De VN verwoordt het als volgt: ‘Minstens 40 procent van de wereldeconomie en 80 procent van de behoeften van arme bevolkingsgroepen zijn afhankelijk van natuurlijke hulpbronnen. Bovendien: hoe rijker de biodiversiteit, hoe groter de kans op medische ontdekkingen, economische ontwikkeling en aanpassing aan nieuwe uitdagingen zoals klimaatverandering.’ Biodiversiteit moeten we koesteren, overal ter wereld. De komst of het verlies van één soort lijkt misschien niet erg, maar elke verstoring verzwakt de systemen die ons ten goede komen.
Helaas doet Vlaanderen het allesbehalve beter dan de rest van de wereld als het op biodiversiteit aankomt. In vergelijking met naburige regio’s of landen is de lijst broedvogels die het label ‘Ernstig bedreigd’ krijgen, bijzonder lang. De weilanden , duingebieden en boerenlanden waar ze leven zijn alsmaar schaarser. En ook het aantal vlinders en insecten, van levensbelang voor de bestuiving van planten en dus ook ons voedsel, gaat jaar na jaar achteruit. Zelfs nog kleinere diertjes als lieveheersbeestjes en bladluizen verdwijnen, waardoor veel vogels, amfibieën en kleine zoogdieren hun voedselvoorraad zien slinken en ook bedreigd raken. Waardoor op hun beurt ook grotere zoogdieren moeilijker aan voedsel geraken.
U voelt het. Alles is aan elkaar gelinkt als het op biodiversiteit aankomt en daar knelt nu net het Vlaamse schoentje. Vlaanderen dreigt een regio van beton en asfalt te worden met hier en daar wat natuurlijke eilanden.

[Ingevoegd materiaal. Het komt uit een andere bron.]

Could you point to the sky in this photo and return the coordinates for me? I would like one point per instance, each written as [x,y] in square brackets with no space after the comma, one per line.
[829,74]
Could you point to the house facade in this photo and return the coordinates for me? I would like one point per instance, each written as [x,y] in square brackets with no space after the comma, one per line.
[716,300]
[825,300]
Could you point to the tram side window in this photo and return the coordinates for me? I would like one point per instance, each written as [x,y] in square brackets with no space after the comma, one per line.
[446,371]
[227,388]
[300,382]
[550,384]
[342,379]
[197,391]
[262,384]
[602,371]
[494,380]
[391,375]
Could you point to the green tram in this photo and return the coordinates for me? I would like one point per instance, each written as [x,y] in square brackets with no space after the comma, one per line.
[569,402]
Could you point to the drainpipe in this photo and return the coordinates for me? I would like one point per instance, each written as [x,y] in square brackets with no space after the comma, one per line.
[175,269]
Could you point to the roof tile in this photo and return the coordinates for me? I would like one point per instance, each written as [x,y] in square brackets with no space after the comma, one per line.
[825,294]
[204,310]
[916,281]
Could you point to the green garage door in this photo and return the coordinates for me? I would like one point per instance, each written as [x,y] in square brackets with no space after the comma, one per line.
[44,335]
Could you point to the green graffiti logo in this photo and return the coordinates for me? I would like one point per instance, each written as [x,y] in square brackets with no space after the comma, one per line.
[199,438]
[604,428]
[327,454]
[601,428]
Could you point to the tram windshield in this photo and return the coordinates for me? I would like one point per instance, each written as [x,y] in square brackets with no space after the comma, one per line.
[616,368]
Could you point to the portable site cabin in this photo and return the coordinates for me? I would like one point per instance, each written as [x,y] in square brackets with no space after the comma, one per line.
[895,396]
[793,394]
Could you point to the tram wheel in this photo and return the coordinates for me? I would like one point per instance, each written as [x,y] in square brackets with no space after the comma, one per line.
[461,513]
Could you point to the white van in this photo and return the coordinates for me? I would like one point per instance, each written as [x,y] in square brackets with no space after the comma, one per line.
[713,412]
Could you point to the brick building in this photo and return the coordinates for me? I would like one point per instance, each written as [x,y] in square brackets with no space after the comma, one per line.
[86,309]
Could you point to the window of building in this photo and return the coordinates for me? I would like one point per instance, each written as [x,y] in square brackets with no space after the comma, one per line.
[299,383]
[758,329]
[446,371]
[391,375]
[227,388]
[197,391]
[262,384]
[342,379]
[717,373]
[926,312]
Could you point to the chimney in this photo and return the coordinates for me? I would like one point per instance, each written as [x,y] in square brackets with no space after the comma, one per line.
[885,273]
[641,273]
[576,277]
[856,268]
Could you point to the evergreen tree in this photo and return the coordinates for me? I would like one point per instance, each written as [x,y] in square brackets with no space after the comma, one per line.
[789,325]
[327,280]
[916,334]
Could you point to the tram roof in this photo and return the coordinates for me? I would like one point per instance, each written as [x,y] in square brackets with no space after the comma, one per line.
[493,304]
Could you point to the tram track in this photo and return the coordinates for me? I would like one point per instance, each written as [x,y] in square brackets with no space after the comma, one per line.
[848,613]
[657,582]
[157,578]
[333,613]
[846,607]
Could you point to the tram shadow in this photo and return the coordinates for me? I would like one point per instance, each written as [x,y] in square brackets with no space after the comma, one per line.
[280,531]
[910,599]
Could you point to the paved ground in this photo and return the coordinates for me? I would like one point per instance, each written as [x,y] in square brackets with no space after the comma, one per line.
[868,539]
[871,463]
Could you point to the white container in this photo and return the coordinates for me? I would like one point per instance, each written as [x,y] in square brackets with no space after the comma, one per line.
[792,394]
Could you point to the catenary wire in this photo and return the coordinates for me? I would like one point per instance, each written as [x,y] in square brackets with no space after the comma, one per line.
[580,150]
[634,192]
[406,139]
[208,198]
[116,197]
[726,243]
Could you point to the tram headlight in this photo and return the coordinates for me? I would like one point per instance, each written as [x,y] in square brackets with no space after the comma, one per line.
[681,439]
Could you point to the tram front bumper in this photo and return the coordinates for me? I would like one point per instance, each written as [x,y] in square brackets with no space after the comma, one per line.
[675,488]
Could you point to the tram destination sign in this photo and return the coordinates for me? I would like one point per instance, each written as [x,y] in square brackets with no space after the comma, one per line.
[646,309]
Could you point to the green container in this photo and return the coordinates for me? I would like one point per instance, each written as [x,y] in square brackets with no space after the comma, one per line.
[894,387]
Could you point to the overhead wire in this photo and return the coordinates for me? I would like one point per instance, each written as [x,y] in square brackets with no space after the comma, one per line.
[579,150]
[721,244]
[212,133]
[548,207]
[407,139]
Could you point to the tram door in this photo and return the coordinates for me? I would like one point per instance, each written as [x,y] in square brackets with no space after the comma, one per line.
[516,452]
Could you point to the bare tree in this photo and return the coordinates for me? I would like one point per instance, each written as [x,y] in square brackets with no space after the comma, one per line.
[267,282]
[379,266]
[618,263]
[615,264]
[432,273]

Helaas passen de geplande nieuwe nationale parken helemaal in dat plaatje. Investeren in de biodiversiteit is absoluut noodzakelijk. De vorige Vlaamse Regering stelde in stilte een ruimere visie op het Vlaams biodiversiteitsbeleid op. In haar visie ‘Overal Natuur’ omschrijft ze heel duidelijk dat we een ruimer biodiversiteitsbeleid moeten voeren om ons natuurlijk kapitaal veilig te stellen en niet enkel de kroonjuwelen. En dat gaat veel verder dan enkel focussen op de realisatie van enkele nationale parken.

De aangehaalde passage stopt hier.